Степша Гусельников выстрелил. Пуля угодила в лошадь. Не расседлывая коня, поручик спешился, пересел на другого, и скоро оба всадника скрылись за деревьями.
Гонька записал:
«А за нами гнался офицер одноглазый. Много раз попадался, да все на свою беду. Шло бы и дальше так. Плыть-то нам надобно. Я тут живу лентяем, палец о палец не ударил».
Но едва мальчик поставил точку, его подозвал к себе Митя:
— Есть поручение, юнга. Будешь вести судовой журнал. Тебя, Борисовна, назначаю коком.
— Это чего такое? — не поняла Даша, которой не хотелось, чтобы ее кем-то назначали. Лучше самой дело выбрать.
— Будешь кокать меня башкой о стенку, — Барма сильно стукнулся о мачту, напугав Дашу. — Вот так.
Даша шлепнула его за глупую шутку, не заметив, что перед тем Барма подставил под затылок ладонь.
— Не кокать, а кашеварить, — строго поправил Митя.
— А, то можно. Дашь мне Тиму в помощники.
— Я согласен: из чашки ложкой, — подмигнул ей Барма. Приметив селенье вдали, сказал: — Сулея, братцы!
Городок был неблизко, но река здесь бежала прямо, и потому он виделся издали. Митя остерегся плыть к городу, боясь, что их может встретить Першин.
— Заходи в протоку, — скомандовал Егору.
Приставая, слышали: в городе поднялась какая-то кутерьма.
— Колокольным звоном кого-то встречают, — вслушиваясь, сказал Бондарь. — Нас аль Першина?
— Может, празднуют, — возразил Барма. — Ты, святая душа, часом не знаешь, какой день сегодня?
— День-то? — почесал переносицу Бондарь. — Погожий.
Митя внимательно всматривался в берег, искал, где лучше пристать.
— Проточка-то к острову ведет, — сказал Гусельников-старший. — Веди прямо — попадешь на остров.
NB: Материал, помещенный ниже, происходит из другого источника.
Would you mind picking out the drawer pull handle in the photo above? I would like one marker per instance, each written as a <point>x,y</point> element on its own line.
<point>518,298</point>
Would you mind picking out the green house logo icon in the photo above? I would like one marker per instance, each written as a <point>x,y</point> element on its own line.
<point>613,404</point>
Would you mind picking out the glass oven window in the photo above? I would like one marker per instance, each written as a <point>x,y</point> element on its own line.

Там нас никто не сыщет.
Завилась, закрутилась проточка, будто нитка в узоре: ни конца, ни начала. То петлю выпишет, то восьмерку. Убрали парус. Дощаник ткнулся с разбегу в тихий, заросший тальником затончик. Братья, нарубив веток, забросали суденышко — в двух шагах дощаника не заметишь.
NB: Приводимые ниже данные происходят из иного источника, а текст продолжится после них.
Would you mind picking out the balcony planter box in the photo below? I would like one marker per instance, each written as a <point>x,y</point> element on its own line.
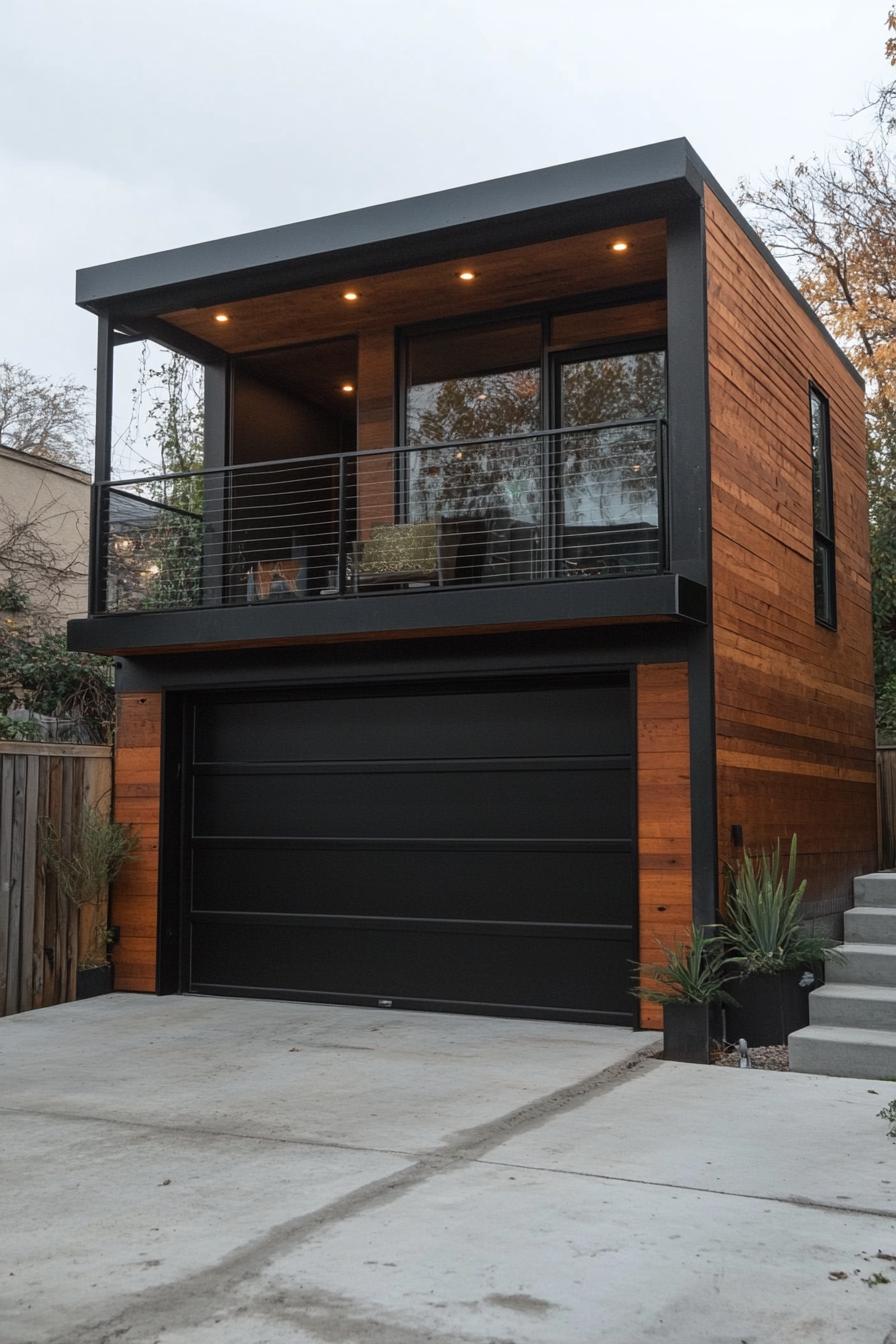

Весь берег затянут кустами, осокой, хлябающими кочками. Сквозь ближний лесок видится закатное солнце. Оно уж накинуло на себя темное одеяло. Лишь верхняя четверть выступает из туч.
— Я там вон ланись взял росомаху, — сказал Степша. — Притомился, заснул. Она, злыдня, котомку мне порвала.
— Красота-то какая! Бла-алепие! — гудел Бондарь, не боясь, что может быть услышан. Из лесу, путаясь с перепугу в собственных крыльях, выфуркал табунок куропаток. Круша кусты и молодую поросль, кинулся напролом не то медведь, не то сохатый.
— Тише! — цыкнул Егор, хотя вряд ли кто мог здесь их слышать: глушь и безлюдье.
Барма, раздевшись, с разбега сиганул в реку и пропал. Подождав минуту-другую, Даша забеспокоилась: «Не утонул ли?»
Барма не всплывал, но вот на середине реки забелело что-то — не голова. Голова оставалась под водою.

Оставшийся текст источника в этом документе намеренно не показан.